Der Mann, der dir dein Herz gestohlen hat, ohne zu wissen, dass er es getan hat. Kento sitzt auf einem Sessel, hält seine Tasse in der Hand und liest ein Buch, dass auf seinen Oberschenkel ruht.

Es kostet dich sehr viel Überwindung nicht einfach zu ihn zugehen, um ihn zu berühren, oder ihm einfach zu sagen, was du für ihn fühlst.

Wie er wohl darauf reagieren würde?

"Danke, dass du für mich Gefühle hast, (D/N), aber ich mag niemanden, oder hege Gefühle für jemand." Ja, du könntest dir in der Tat vorstellen, dass er so etwas von sich gegeben könnte.

»Nanami, altes Haus!«, hörst du deinen Bruder sagen und ehe du dich verstehst, betritt dieser das Zimmer.

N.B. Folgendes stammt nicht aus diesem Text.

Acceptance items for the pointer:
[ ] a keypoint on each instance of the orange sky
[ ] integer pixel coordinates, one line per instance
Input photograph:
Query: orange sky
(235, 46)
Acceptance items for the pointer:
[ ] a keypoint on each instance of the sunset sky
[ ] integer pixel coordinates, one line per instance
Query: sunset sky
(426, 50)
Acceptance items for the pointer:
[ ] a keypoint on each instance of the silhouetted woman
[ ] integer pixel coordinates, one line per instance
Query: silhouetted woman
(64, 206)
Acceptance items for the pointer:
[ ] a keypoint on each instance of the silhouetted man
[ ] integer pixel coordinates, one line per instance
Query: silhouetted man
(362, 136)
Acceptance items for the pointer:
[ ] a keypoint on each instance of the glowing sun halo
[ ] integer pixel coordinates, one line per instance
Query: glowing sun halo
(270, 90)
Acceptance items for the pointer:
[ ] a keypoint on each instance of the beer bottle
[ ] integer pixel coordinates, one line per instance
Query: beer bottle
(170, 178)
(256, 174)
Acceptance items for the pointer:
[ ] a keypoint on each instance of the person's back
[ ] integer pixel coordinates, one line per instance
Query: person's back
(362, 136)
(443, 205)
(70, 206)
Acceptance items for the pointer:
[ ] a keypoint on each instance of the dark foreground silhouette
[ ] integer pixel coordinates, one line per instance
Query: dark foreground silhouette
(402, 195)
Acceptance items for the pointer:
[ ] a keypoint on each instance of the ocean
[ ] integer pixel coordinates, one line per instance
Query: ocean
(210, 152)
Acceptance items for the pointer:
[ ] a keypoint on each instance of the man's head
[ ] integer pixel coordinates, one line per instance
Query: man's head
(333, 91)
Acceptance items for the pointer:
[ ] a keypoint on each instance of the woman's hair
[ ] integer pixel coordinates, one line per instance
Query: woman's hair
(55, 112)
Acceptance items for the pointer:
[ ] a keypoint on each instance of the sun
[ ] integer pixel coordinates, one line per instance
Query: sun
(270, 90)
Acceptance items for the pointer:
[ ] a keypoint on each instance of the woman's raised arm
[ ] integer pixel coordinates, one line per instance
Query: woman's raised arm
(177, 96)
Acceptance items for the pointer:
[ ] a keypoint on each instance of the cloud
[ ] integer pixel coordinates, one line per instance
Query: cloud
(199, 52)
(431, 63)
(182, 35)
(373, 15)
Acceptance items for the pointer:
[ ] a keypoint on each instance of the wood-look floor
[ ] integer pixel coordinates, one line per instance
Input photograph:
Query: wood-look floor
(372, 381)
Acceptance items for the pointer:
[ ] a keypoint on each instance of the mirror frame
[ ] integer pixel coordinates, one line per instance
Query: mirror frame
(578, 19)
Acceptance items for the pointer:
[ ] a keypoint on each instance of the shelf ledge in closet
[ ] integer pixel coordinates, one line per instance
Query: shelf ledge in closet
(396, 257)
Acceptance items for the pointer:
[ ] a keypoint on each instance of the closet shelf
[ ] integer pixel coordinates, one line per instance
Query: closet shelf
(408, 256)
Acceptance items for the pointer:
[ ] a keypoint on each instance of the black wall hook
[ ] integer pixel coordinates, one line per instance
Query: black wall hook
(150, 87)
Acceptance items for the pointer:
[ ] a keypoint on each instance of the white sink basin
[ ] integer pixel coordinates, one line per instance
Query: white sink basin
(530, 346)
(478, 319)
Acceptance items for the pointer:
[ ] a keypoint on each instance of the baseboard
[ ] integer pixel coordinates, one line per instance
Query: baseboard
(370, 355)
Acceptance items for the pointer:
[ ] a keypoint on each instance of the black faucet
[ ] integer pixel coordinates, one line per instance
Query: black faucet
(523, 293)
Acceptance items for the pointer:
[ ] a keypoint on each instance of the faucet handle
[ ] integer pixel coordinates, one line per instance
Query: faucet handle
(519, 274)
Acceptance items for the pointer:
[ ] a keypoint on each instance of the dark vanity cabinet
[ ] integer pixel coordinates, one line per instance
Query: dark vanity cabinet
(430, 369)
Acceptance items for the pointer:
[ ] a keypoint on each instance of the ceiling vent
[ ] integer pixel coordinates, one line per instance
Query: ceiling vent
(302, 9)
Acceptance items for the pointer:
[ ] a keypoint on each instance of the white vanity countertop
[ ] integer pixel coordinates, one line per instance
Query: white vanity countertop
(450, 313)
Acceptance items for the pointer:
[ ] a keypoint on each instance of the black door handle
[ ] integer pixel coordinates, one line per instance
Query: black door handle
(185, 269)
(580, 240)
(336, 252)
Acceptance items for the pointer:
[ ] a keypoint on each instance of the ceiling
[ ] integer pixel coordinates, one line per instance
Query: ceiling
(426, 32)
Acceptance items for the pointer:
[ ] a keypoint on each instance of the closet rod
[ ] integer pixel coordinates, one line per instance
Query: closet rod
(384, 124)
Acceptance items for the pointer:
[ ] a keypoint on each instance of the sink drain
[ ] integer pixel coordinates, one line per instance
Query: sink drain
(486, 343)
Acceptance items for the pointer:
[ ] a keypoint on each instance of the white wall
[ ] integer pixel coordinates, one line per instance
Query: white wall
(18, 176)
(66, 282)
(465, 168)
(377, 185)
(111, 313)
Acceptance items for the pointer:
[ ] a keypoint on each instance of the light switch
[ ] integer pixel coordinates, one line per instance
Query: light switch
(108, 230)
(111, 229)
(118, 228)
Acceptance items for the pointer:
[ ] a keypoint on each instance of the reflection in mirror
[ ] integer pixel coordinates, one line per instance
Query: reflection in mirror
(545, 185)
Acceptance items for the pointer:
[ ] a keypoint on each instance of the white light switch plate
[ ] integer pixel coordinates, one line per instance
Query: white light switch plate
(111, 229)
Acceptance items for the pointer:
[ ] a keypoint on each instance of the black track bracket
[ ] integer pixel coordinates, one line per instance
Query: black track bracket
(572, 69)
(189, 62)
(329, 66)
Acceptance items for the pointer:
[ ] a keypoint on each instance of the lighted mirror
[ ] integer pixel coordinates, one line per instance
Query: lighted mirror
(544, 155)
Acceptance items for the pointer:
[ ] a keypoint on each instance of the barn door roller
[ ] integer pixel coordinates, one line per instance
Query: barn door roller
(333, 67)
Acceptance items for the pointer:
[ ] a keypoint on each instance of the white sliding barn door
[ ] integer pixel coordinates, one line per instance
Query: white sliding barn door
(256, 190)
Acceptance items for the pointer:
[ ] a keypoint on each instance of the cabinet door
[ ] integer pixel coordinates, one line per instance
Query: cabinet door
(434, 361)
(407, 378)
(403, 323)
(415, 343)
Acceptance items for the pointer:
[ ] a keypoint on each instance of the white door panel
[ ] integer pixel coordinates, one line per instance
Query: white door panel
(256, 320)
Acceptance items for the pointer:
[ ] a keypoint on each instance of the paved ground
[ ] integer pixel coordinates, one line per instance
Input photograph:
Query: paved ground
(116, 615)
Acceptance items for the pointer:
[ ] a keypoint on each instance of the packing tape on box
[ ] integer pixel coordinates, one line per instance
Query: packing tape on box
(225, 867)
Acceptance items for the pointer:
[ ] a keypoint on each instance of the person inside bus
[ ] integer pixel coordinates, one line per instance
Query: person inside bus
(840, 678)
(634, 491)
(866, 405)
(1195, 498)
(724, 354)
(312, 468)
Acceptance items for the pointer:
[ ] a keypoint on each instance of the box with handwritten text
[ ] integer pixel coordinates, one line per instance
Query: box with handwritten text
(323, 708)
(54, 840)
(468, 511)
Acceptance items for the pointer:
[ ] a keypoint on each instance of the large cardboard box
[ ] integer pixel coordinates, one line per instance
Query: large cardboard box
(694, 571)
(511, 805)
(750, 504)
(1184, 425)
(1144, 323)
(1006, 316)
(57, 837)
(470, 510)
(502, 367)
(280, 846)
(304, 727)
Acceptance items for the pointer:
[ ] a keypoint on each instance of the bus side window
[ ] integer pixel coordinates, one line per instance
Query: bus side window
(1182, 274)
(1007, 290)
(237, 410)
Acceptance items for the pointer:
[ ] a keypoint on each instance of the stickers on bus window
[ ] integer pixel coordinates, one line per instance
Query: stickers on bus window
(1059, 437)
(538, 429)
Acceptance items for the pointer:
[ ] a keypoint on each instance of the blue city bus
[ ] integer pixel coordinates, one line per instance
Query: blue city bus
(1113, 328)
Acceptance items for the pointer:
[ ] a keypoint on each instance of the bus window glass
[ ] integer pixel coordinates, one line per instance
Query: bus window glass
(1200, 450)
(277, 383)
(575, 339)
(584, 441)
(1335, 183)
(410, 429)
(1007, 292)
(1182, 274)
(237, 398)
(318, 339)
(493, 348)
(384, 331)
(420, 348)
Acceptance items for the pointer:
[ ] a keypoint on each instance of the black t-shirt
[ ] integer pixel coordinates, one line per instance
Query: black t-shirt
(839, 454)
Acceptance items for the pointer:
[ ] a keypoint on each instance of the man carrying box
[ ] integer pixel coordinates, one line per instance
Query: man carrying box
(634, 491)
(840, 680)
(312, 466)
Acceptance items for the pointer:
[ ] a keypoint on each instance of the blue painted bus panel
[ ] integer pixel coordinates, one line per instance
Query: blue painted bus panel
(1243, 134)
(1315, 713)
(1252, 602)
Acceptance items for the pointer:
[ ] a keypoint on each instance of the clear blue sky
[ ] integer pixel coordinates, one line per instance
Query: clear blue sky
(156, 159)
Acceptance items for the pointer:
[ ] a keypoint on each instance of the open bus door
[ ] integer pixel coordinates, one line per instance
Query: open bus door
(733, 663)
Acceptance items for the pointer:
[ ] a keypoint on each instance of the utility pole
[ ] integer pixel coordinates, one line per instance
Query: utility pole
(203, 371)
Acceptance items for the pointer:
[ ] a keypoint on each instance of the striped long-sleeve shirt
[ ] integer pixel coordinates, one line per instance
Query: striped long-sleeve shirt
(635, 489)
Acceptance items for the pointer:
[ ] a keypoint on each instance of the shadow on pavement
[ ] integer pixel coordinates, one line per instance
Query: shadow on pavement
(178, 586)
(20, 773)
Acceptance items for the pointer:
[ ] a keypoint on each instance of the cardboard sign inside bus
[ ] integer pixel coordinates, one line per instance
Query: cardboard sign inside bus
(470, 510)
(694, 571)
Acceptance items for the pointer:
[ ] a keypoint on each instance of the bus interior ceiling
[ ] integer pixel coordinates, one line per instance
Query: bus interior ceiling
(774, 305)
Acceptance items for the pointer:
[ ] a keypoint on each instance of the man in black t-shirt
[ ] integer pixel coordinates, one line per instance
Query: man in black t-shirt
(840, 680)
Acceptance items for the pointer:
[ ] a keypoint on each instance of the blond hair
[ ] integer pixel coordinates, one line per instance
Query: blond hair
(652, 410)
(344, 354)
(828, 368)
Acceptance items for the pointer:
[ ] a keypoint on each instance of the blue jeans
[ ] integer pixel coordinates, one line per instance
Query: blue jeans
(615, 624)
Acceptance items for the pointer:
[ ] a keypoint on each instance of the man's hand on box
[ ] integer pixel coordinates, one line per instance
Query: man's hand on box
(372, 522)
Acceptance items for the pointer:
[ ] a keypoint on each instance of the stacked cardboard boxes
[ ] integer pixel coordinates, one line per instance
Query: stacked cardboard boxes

Natürlich ignoriert Kento Satoru, wie könnte es denn anders sein? Er hat öfters gesagt, dass er deinen Bruder für seine Fähigkeit schätzt, aber dennoch nicht respektiert. Insgeheim weißt du aber, dass das nicht stimmt, sonst würde er vermutlich nicht zulassen, dass Satoru ihn manchmal einfach mit sich nimmt, oder den Arm um ihn legt.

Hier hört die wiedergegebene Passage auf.